Association of tailpipe-related and non-tailpipe-related air pollution exposure with neuroimaging outcomes in the Chicago Health and Aging Project Ryan M. Andrews* Ryan Andrews Stephanie T. Grady Neelum T. Agarwal Todd L. Beck Klodian Dhana Denis Evans Pauline Maillard Sarah Rothbard Elizabeth A. Stuart Adam A. Szpiro Saarika Virkar Sara D. Adar Charles S. DeCarli Joel D. Kaufman Kumar B. Rajan Jennifer Weuve

Background: Long-term exposure to air pollution has been associated with MRI measures of brain injury and reduced cognitive ability. A major source of air pollution is vehicle traffic, which is modifiable. In this study, we estimated associations between four traffic-related air pollutants and five neuroimaging biomarkers.

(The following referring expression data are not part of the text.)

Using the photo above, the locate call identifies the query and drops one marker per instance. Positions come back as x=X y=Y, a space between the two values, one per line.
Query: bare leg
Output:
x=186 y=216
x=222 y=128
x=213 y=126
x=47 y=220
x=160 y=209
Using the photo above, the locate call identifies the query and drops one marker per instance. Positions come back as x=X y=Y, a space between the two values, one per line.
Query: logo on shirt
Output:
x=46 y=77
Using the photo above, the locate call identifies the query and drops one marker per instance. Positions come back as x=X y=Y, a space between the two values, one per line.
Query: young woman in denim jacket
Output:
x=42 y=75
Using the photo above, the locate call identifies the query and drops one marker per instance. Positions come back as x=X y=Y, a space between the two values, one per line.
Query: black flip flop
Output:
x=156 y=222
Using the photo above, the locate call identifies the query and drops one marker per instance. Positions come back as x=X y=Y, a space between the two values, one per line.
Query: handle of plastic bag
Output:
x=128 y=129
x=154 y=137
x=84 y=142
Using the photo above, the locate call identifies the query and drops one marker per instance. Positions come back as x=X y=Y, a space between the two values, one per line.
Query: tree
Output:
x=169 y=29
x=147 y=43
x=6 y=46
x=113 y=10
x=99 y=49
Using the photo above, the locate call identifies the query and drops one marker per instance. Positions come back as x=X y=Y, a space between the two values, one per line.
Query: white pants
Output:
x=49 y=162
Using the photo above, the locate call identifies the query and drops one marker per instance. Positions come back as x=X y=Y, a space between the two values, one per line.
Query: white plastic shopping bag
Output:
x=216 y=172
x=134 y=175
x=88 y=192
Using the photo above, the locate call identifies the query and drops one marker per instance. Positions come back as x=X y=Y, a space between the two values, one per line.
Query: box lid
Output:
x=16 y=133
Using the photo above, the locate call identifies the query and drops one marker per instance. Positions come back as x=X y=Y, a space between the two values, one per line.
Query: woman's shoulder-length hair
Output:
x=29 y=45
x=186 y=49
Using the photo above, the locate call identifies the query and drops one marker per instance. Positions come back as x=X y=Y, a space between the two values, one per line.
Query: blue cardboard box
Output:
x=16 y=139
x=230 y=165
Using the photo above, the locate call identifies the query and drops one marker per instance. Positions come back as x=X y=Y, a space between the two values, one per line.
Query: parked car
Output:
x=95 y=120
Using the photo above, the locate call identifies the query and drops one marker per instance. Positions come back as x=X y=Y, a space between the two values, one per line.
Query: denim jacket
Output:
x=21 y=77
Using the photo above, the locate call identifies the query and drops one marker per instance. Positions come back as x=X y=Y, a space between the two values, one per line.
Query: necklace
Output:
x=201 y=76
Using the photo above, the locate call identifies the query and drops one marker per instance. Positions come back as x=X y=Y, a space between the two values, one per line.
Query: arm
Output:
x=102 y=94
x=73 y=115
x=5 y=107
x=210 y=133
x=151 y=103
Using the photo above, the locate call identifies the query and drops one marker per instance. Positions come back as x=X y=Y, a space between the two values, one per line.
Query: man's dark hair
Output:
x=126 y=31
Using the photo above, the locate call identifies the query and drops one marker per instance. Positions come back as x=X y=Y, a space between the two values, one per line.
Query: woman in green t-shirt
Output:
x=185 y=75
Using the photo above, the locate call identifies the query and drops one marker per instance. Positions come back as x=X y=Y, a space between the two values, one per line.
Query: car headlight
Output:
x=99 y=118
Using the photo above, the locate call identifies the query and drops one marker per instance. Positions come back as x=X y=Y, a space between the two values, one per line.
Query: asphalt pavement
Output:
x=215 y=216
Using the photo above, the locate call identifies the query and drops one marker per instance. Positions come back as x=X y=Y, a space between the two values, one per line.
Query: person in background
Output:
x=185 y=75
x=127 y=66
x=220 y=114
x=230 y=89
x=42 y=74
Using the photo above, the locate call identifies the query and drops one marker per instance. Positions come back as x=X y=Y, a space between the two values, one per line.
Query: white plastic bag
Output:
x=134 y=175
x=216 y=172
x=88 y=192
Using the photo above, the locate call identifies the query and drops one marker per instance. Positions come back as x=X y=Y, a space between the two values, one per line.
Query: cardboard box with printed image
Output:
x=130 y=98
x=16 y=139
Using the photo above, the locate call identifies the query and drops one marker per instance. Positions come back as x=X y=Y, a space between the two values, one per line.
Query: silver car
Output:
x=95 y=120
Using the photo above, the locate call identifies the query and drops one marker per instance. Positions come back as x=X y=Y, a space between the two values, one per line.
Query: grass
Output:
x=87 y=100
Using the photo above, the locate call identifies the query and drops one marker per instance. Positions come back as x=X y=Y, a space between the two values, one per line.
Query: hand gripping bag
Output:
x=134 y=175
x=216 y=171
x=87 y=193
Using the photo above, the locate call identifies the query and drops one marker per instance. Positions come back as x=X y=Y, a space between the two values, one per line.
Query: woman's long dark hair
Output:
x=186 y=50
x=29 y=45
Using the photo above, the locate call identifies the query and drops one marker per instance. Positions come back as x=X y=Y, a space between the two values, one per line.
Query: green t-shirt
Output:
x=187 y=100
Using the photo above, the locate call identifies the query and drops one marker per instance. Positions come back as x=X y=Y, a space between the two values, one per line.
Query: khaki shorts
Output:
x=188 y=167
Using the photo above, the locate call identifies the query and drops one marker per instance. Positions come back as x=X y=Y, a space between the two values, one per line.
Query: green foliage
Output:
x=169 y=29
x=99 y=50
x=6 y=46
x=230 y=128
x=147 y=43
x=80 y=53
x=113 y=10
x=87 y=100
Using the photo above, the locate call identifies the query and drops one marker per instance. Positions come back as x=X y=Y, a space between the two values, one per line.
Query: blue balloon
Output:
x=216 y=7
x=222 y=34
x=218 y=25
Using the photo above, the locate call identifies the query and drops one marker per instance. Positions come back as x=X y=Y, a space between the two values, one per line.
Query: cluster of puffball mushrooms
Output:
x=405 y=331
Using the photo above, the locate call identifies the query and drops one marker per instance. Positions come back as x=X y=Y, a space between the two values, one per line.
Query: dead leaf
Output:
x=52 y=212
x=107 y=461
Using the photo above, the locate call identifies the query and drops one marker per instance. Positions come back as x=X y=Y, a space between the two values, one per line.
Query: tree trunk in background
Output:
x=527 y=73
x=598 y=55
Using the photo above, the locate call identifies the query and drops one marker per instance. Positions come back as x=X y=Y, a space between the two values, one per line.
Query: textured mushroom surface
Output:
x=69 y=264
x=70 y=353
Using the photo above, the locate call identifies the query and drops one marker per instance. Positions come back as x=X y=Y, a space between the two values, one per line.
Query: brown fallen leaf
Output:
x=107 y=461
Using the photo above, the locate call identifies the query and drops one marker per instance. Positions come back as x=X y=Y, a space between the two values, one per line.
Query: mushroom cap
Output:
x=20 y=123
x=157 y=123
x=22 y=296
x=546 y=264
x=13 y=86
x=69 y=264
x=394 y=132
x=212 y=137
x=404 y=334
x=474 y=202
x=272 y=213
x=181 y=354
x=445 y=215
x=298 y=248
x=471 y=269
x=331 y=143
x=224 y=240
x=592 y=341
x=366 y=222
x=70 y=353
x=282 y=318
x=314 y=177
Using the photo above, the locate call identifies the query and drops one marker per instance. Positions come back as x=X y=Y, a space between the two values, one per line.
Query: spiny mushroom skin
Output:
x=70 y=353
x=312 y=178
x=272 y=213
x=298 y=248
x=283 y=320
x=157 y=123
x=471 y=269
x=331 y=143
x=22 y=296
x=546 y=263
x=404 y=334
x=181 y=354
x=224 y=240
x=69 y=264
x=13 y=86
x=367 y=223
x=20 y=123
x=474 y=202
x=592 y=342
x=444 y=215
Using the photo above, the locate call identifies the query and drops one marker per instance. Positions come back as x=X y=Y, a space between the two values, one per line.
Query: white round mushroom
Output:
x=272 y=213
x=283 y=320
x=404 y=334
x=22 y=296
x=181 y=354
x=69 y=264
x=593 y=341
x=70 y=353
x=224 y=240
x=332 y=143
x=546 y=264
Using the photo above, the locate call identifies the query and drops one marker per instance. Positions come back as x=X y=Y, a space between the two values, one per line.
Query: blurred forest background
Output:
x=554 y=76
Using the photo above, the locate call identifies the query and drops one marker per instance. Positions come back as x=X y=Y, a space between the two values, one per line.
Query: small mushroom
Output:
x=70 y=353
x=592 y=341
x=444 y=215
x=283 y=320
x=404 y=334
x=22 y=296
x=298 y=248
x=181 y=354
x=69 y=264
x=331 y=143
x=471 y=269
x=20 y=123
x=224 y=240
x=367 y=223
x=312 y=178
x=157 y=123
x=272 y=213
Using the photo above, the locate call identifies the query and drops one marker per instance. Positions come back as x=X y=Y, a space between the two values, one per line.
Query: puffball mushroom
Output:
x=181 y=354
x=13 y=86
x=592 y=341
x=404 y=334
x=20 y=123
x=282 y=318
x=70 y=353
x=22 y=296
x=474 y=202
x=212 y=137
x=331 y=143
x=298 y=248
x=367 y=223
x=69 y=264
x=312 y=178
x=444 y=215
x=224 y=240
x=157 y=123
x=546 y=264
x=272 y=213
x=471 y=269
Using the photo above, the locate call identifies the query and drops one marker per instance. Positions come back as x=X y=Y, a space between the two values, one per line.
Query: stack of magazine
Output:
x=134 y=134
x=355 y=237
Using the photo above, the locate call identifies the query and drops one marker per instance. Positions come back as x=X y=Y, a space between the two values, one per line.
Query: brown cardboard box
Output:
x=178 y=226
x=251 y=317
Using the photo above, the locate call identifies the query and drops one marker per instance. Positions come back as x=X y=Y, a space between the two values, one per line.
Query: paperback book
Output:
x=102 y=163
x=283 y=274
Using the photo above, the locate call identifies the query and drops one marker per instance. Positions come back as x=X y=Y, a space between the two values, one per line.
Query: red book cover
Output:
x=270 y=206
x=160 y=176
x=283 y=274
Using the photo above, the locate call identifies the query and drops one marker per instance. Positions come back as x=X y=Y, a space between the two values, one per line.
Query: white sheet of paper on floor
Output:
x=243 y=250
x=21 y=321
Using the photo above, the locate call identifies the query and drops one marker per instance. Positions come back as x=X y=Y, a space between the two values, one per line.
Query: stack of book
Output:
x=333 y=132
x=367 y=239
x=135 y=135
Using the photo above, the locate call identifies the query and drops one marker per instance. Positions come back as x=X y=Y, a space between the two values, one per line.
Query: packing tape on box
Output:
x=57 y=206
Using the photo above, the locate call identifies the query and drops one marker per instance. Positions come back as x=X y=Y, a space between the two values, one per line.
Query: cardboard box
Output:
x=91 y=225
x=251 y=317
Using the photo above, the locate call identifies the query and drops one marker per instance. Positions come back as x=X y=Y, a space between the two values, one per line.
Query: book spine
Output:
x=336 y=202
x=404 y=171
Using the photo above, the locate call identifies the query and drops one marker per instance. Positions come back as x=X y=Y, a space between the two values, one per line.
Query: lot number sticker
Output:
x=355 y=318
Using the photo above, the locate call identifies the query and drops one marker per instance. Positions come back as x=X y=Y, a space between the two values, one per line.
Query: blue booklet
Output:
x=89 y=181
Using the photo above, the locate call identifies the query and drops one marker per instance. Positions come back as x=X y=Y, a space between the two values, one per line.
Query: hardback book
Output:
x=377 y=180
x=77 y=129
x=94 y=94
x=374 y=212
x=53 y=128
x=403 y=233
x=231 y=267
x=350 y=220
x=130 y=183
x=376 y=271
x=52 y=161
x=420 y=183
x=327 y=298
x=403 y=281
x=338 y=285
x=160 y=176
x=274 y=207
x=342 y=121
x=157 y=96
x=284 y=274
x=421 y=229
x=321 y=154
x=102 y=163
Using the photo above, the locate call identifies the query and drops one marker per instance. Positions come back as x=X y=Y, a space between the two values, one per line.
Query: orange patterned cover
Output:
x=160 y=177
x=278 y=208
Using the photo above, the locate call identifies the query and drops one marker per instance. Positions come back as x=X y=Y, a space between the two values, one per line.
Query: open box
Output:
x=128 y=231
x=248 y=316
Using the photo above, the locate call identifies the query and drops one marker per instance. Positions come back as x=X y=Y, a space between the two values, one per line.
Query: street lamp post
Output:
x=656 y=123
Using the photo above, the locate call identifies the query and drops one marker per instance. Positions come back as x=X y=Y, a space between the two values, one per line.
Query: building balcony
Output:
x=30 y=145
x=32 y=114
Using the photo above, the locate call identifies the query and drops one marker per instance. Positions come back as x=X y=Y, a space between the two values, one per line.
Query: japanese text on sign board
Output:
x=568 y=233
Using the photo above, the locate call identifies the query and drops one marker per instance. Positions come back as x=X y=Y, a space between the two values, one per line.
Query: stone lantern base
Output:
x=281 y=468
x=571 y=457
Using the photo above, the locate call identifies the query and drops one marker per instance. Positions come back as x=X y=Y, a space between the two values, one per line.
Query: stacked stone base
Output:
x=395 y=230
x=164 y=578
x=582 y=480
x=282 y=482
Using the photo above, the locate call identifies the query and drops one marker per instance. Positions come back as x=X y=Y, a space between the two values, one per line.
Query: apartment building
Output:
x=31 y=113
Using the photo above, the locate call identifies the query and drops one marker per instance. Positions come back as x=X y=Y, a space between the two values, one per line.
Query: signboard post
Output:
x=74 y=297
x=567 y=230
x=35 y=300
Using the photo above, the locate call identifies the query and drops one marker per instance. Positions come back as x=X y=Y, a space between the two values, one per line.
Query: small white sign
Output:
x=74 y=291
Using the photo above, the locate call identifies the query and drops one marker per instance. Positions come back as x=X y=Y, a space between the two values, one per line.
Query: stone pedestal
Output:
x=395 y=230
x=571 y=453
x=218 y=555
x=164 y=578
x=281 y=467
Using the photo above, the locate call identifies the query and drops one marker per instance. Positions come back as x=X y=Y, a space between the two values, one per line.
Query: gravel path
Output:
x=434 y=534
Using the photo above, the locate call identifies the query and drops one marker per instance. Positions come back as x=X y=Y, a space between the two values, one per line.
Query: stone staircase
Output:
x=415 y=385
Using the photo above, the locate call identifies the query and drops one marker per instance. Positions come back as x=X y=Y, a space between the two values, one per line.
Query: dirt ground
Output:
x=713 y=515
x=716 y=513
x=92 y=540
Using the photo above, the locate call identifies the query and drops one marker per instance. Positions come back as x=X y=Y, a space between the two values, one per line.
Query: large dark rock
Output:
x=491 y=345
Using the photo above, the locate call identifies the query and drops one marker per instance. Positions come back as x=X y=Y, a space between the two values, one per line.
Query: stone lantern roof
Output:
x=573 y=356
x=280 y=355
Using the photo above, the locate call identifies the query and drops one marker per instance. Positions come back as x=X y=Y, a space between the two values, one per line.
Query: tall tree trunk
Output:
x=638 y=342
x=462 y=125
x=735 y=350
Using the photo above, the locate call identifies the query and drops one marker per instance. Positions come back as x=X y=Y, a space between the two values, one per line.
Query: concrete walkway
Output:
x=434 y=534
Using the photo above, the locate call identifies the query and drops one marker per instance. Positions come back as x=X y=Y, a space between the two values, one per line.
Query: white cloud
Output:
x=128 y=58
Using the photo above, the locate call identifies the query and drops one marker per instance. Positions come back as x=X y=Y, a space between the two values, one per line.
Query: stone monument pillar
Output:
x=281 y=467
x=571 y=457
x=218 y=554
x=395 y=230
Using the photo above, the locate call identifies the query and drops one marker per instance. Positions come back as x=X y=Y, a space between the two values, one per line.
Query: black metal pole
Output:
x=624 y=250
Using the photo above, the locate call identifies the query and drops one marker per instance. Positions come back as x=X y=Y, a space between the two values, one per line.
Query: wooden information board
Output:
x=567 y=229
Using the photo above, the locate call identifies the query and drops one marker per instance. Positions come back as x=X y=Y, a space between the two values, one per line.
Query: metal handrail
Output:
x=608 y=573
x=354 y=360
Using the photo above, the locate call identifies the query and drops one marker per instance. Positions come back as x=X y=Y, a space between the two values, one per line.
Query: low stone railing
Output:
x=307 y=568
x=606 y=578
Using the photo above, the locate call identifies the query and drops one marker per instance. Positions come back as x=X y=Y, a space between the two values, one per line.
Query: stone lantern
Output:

Methods: We analyzed data from a subset (N=817; 61% female; 60% Black) of participants in the Chicago Health and Aging Project (1993-2012) who underwent a structural MRI scan between 2002-2012, which is when MRI scans were offered as part of the study. Using validated fine-scale spatiotemporal models, we predicted participant-level exposure to the tailpipe pollutants oxides of nitrogen (NOX) and nitrogen dioxide (NO2), plus the non-tailpipe pollutants copper and zinc found in coarse particulate matter (PM10-2.5,Cu and PM10-2.5,Zn, respectively) over the three years prior to each participants’ first MRI scan date. Using linear regression, we estimated cross-sectional, covariate-adjusted associations between each pollutant with total cerebral volume, total hippocampal volume, total lateral ventricle volume, total white matter hyperintensity volume, and cortical thickness. These models incorporated inverse probability weights to account for potential selection biases driven by differences between participants who did and did not undergo an MRI scan after being offered one.

Results: Exposure to NOX and NO2 was associated with smaller cortical thinning on average (-0.06 mm, 95% CI: -0.09 to -0.02 per 1 SD [7.8 ppb] NOX; -0.04 mm, 95% CI: -0.07 to -0.01 per 1 SD [2.7 ppb] NO2). All other estimated associations were consistent with no effect.

Conclusion: Overall, these results are not indicative of large adverse associations between traffic-related air pollution exposures and indicators of brain injury in this biracial cohort.